Полотеры, господин капитан, натирают полы воском.
— Молчать!.. Срам, позор укрываться за спиной другого!..
Таубе глядел дерзко. В серых глазах его был вызов. Он даже
пожал плечами.
— Ни я, ни Дорошкевич… Мы и не думали укрываться… Так вышло.
— Почему «так вышло»?
— Спросите у Карачьянца…
— Карачьянц!
— Нэ могу больше!
И Зыбин растерялся. В отделении происходило нечто, чего он не мог понять, уяснить себе. История с немцем втягивалась в какой-то сложный, запутанный узел. «Будь проклят этот Тицнер!» — подумал воспитатель, соображая, как ему поступить. А тут еще жалкий, тонкий, такой совсем щенячий визг забившегося в истерике Лассунского.
V
Первым уроком был Закон Божий, вторым — естественная история, Василий Васильевич Соренко. После Закона Божьего на перемене, Карачьянц принес банку со своей «жяб» с подоконника на кафедру.

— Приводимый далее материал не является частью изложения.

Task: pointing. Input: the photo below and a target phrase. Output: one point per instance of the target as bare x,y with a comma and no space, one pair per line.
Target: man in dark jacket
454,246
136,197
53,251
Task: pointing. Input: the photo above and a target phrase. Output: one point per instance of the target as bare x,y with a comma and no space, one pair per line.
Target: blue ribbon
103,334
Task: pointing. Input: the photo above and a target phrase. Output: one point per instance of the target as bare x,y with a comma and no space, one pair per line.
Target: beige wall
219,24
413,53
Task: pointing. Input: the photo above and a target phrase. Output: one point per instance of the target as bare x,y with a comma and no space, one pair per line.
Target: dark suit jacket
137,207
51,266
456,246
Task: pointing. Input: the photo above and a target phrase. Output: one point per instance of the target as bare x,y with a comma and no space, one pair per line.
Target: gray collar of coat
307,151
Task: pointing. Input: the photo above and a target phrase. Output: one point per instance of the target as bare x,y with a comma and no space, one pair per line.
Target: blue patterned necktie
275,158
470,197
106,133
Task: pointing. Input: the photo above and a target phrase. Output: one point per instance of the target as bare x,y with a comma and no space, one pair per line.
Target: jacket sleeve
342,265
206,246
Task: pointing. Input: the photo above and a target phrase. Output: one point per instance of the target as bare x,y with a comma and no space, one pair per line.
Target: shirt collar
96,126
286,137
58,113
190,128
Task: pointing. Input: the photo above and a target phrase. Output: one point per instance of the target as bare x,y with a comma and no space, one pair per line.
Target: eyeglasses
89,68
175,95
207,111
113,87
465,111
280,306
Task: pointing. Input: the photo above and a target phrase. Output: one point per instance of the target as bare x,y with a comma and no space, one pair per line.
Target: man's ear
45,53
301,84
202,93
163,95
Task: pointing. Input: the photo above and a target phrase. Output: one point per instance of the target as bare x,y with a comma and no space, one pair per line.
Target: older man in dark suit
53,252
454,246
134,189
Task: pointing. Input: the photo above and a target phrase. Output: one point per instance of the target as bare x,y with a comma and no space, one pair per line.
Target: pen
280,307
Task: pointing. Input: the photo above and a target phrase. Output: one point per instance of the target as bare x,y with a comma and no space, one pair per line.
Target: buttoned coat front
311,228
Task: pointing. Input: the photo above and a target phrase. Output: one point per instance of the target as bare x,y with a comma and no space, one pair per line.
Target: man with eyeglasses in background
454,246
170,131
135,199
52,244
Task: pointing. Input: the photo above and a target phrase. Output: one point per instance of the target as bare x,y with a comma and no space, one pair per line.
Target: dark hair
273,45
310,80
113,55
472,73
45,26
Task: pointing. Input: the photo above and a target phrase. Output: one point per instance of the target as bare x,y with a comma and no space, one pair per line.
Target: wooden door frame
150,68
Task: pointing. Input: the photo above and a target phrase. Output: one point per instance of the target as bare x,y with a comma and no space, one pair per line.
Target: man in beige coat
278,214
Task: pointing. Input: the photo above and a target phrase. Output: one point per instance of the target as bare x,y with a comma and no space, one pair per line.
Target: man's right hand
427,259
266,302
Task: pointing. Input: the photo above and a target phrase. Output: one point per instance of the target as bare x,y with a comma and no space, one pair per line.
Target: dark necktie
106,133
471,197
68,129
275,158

Следует пояснить, что кадет, разыскивая в Ботанике (огромный парк корпуса) лягушку, старался угодить преподавателю по особой причине… Дело в том, что в естественно-историческом кабинете, полном чучел, коллекций и приборов, где в стеклянном шкафу-буцке стоял даже человеческий скелет, — в этом кабинете, ключ от которого находился у Василия Васильевича, была… бритва. Какая-никакая, но все-таки бритва, служившая, кажется, для препарирования. Пусть она была тупа и даже ржава — ее можно было направить. И пылкий, истомленный любовью Карачьянц решил эту бритву похитить. План похищения был несложен. После урока естественной истории, в перемену, Карачьянц, следуя за Соренко, понесет в кабинет банку с лягушкой. С ними увяжется Перцев, мастер заговаривать зубы. Перцев разахается перед скелетом, отвлечет внимание препод авателя. Тем временем Карачьянц несколько выдвинет никогда не запиравшийся ящик стола, где валяется бритва, и похитит ее. Даже несмотря на тучу, нависшую над ним, юноша не хотел оставить своего плана. Ведь что там ни будет, а он все-таки сможет — и, быть может, уже в тот же день — предстать пред карие очи очаровательной Мурочки. И предстать не просто, а в ореоле героя роты, принявшего на себя вину своих товарищей, — рыцарем…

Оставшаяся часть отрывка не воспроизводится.